Est-ce que montrer est nécessaire ? On dit : il faut voir l'horreur pour la combattre. Mais ces images sont terribles parce que peu habituelles. Si elles étaient vues quotidiennement, combien de temps faudrait-il à nos yeux pour qu'ils ne les voient plus ? Je ne crois pas que la vue de la guerre rende les peuples pacifique, pas plus que les exécutions publiques inclinaient les esprits vers l'abolitionnisme.

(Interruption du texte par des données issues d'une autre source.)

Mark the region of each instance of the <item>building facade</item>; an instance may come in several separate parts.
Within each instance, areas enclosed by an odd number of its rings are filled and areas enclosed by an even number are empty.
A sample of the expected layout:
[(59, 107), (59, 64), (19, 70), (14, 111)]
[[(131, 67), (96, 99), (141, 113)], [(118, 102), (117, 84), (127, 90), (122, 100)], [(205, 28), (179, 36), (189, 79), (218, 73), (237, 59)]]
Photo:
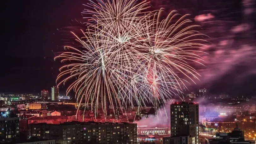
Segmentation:
[(19, 117), (9, 117), (1, 114), (0, 118), (0, 143), (17, 141), (19, 140)]
[(55, 140), (28, 140), (27, 141), (22, 142), (17, 142), (13, 144), (55, 144)]
[(58, 100), (59, 95), (59, 88), (54, 86), (52, 88), (52, 101), (57, 101)]
[(28, 125), (29, 138), (54, 139), (56, 144), (137, 143), (137, 124), (64, 123)]
[(27, 103), (26, 106), (27, 109), (35, 110), (41, 109), (40, 103)]
[(48, 101), (48, 90), (43, 90), (41, 91), (41, 100), (43, 101)]
[(199, 144), (198, 109), (195, 103), (175, 102), (171, 105), (171, 137), (189, 136), (188, 143), (185, 143)]

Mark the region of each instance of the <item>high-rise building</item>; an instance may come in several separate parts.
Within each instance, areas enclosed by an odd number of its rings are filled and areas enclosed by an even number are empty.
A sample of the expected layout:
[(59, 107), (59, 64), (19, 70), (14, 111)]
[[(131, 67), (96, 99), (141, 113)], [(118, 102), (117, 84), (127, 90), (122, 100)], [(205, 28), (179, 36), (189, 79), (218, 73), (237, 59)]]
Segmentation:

La guerre et le dépeçage ravale le corps humain au rang d'objet sans signification, grotesque, quelque chose qui attire l'horreur et est en même temps dégradant. Semble dégradé de la dignité humaine le corps qui n'a plus figure humaine. Mais ces photos circulent avec une injonction péremptoire, celle de regarder, de regarder ce qu'ils font, ce qu'est la guerre, ce que l'on ne montre pas en Occident et ses écrans aseptisés. Cette circulation a certes pour intention de frapper d'horreur et d'inciter les gens à haïr la guerre. Mais n'est-ce pas aussi une atteinte à la dignité de ces corps de montrer aux regards ce qu'ils sont devenus ? Aurait-on soi-même la force de montrer au monde ce qu'est devenu un corps bien-aimé ? N'est-ce pas le geste le plus primaire et le plus naturel et le plus humain de couvrir le cadavre ?

mardi 1 avril 2003


"Il y a des gens qui construisent une décision comme s'il s'agissait d'une maison, progressivement et en projetant les moindres détails. Il y a ceux qui,au contraire, prennent leurs décisons au pied levé, en se fiant à leurs qualités innées et à la solidité de leurs expériences précédentes. Par conséquent, toutes les nuances sont possibles d'un extrême à l'autre, y compris les combinaisons infinies entre ces nuances. Cane mêlait ces deux attitudes extrêmes de façon tout à fait personnelle, et ne se considérait comme détenteur d'aucune méthode. Il réfléchissait sur des détails, et pas sur 'lensemble. Lui aussi construisait sa maison stratégique, mais en travaillant épisodiquement et sans projet. Durant ces jours particuliers, dont il se souviendrait longtemps avec une immense stupeur, sa décision se mêla à d'autres décisions, plus importantes pour lui. Tout de suite après l'entretien avec Corsini, il s'aperçut que ses sentiments pour Elle avaient mûri. Il ne pouvait plus considérer cela comme un caprice ou une invention de son esprit. Leur relation était devenue aussi concrète qu'un objet. Elle l'avait appelé, Elle l'attendait. Désormais ils s'appartenaient l'un l'autre. C'est pour cela qu'il avait réussi à supporter avec tant de patience les ennuyeuses confessions du vieux ; il avait enfin une compagne qui rendait sa vie plus douce."



"Retiens les mots qui butent d'eux-mêmes, ne les laisse pas sortir."

"Ne pas envoyer une lettre, c'est reconnaître que personne ne pourrait la recevoir, et pourtant ce sont les seules lettres dont l'envoi aurait un sens."


Dans la vie on prend toujours le mauvais chemin au bon moment. Dany Laferrière.